A Bergamo la spesa media è di 3.744 euro. "Il paniere minimo rispecchia anche il loro minore "potere d'acquisto". Due esempi significativi: nella città romagnola il pane costa 4 euro al chilo, a Benevento circa la metà.

Carrello della spesa, a Bergamo conviene: sul podio delle città lombarde

Ma Ravenna, come detto, vanta un poco invidiabile primato se si considera il carrello con prodotti e punti vendita più convenienti: tenendo in considerazione offerte e sconti, a Ravenna lo scontrino annuo è il più caro d'Italia, pari a 3.261 euro; in questo ambito la più economica è un po' a sorpresa Milano (che è anche allo stesso tempo la più cara per i prodotti top, con una media superiore agli 8mila euro), con 2.139 euro, grazie a una ampia scelta di discount, probabilmente.
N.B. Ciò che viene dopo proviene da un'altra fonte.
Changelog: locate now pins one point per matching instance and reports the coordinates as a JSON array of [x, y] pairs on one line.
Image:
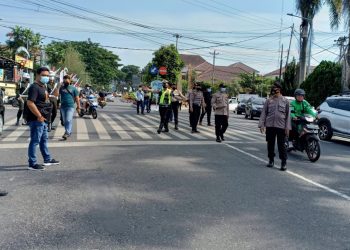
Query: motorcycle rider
[[299, 108]]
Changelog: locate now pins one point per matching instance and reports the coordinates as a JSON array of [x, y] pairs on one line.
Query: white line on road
[[333, 191]]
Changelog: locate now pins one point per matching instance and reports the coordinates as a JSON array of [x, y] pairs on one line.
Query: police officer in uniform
[[164, 107], [275, 122]]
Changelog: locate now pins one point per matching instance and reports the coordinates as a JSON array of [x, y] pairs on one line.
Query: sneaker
[[36, 167], [51, 163]]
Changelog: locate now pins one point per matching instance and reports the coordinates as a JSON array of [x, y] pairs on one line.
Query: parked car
[[254, 107], [334, 117], [233, 103], [241, 107]]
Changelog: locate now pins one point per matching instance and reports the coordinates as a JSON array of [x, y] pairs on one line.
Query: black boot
[[271, 164]]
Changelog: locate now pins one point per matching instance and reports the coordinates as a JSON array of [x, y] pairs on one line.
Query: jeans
[[67, 117], [38, 136]]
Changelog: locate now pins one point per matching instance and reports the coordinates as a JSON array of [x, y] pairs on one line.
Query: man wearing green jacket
[[300, 107]]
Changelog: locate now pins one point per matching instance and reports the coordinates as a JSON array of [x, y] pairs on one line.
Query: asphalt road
[[180, 192]]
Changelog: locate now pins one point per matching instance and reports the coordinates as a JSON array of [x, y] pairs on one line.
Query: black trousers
[[271, 134], [195, 116], [208, 112], [221, 124], [164, 117], [175, 109]]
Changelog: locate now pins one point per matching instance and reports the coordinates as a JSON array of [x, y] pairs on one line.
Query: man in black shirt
[[39, 112]]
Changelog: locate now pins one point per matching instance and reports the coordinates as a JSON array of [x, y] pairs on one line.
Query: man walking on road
[[196, 104], [208, 107], [164, 107], [39, 111], [68, 96], [220, 105], [275, 122]]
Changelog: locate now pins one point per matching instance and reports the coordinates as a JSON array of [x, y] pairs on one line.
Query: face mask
[[44, 79]]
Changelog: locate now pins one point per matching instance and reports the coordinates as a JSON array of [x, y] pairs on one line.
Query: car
[[241, 107], [233, 103], [334, 117], [254, 107]]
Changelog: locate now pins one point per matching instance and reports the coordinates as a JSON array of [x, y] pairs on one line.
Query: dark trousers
[[208, 112], [142, 104], [164, 117], [195, 117], [271, 134], [221, 124], [175, 109]]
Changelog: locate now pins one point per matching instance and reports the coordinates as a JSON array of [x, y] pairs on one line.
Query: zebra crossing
[[127, 127]]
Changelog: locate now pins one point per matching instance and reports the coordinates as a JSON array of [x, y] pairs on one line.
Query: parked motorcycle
[[307, 140], [92, 107]]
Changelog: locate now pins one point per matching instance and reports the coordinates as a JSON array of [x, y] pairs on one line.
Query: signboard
[[162, 71], [27, 63], [153, 70]]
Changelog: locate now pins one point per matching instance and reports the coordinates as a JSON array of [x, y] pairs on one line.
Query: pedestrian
[[39, 111], [164, 107], [275, 122], [68, 96], [207, 100], [176, 98], [140, 98], [196, 105], [220, 105]]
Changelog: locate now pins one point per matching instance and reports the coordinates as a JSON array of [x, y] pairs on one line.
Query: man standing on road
[[275, 122], [164, 107], [176, 97], [68, 96], [220, 105], [196, 104], [39, 111], [208, 107], [140, 100]]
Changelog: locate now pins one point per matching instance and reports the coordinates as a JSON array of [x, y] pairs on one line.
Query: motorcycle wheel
[[313, 149], [94, 114]]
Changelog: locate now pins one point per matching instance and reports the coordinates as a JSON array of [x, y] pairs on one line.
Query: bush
[[324, 81]]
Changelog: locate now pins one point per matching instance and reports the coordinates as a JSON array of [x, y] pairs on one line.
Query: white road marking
[[118, 129], [100, 129], [328, 189]]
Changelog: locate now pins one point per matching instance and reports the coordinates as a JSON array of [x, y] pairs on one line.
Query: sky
[[253, 30]]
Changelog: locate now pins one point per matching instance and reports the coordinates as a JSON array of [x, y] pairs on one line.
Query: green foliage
[[324, 81], [101, 64], [290, 79], [129, 71]]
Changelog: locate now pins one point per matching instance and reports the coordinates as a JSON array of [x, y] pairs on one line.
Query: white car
[[232, 104], [334, 117]]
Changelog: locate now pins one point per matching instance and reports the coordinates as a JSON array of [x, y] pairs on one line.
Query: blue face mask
[[44, 79]]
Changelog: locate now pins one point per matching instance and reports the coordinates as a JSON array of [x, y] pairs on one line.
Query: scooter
[[92, 107], [307, 140]]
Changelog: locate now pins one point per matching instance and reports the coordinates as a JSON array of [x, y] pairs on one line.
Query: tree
[[169, 57], [308, 9], [24, 37], [324, 81], [129, 71]]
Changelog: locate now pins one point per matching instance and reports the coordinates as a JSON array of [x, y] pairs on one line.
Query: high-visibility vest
[[165, 99]]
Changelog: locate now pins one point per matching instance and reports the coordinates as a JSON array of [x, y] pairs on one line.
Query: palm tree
[[308, 9]]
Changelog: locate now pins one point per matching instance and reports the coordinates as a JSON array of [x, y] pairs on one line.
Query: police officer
[[219, 102], [164, 107], [275, 122]]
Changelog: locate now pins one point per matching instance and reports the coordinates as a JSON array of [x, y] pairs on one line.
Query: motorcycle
[[307, 140], [92, 107]]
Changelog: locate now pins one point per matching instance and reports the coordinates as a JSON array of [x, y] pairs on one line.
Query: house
[[205, 71]]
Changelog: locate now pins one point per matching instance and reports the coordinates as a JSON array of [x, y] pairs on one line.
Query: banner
[[27, 63]]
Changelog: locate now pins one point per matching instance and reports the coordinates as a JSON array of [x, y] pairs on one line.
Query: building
[[205, 71]]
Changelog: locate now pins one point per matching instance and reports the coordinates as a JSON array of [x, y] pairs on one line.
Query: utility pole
[[281, 62], [213, 73]]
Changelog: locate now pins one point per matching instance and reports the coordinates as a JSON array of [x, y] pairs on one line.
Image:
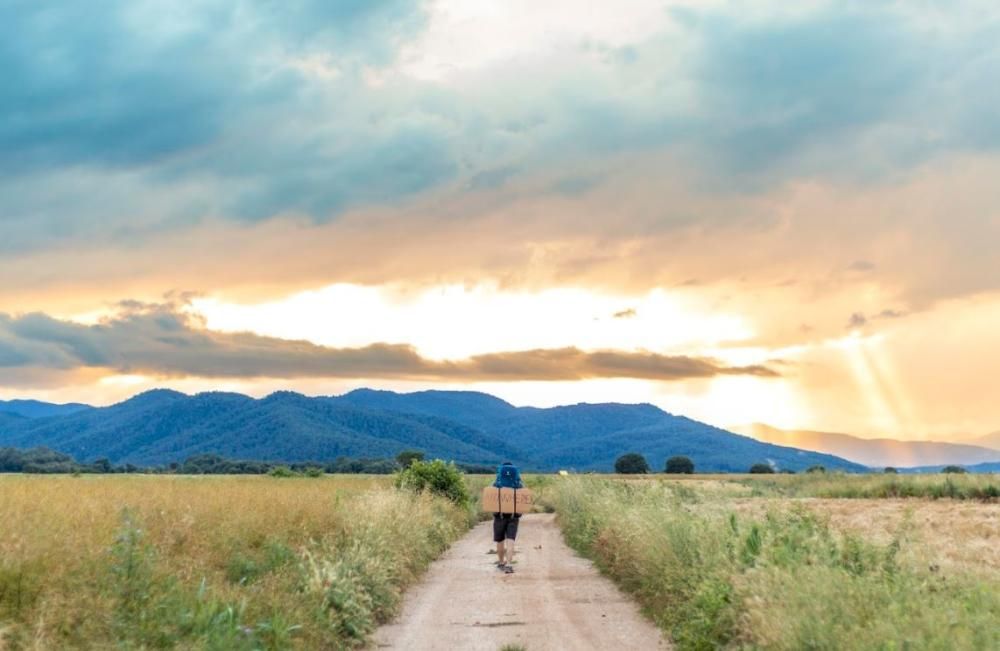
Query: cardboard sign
[[507, 500]]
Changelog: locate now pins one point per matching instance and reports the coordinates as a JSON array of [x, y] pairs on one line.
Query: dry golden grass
[[746, 564], [203, 534]]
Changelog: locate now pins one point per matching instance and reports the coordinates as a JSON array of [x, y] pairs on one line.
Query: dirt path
[[555, 600]]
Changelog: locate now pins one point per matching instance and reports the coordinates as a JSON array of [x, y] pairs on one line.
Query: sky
[[741, 212]]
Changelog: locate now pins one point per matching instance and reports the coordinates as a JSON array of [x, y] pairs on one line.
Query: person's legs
[[499, 534], [510, 533]]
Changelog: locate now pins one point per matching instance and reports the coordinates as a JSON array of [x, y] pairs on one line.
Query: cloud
[[857, 320], [161, 340]]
La mappa territoriale tratteggia, per l'ennesima volta, la frattura tra Nord e Sud del Paese, con il versante tirrenico in genere più conveniente rispetto a quello adriatico, mentre c'è da registrare il forte gap tra Trento e Bolzano, che pur essendo a una sessantina di chilometri di distanza, hanno una differenza di prezzo di circa il 16%, a tutto vantaggio dei trentini.

Nonostante gli ultimi tempi di deflazione - si veda Il Sole 24 Ore del 12 agosto -, allargando l'obiettivo su un orizzonte più ampio emerge che il carrello con gli stessi prodotti alimentari ha oggi un costo più salato del 6,7% rispetto a un'analoga rilevazione condotta a inizio 2011.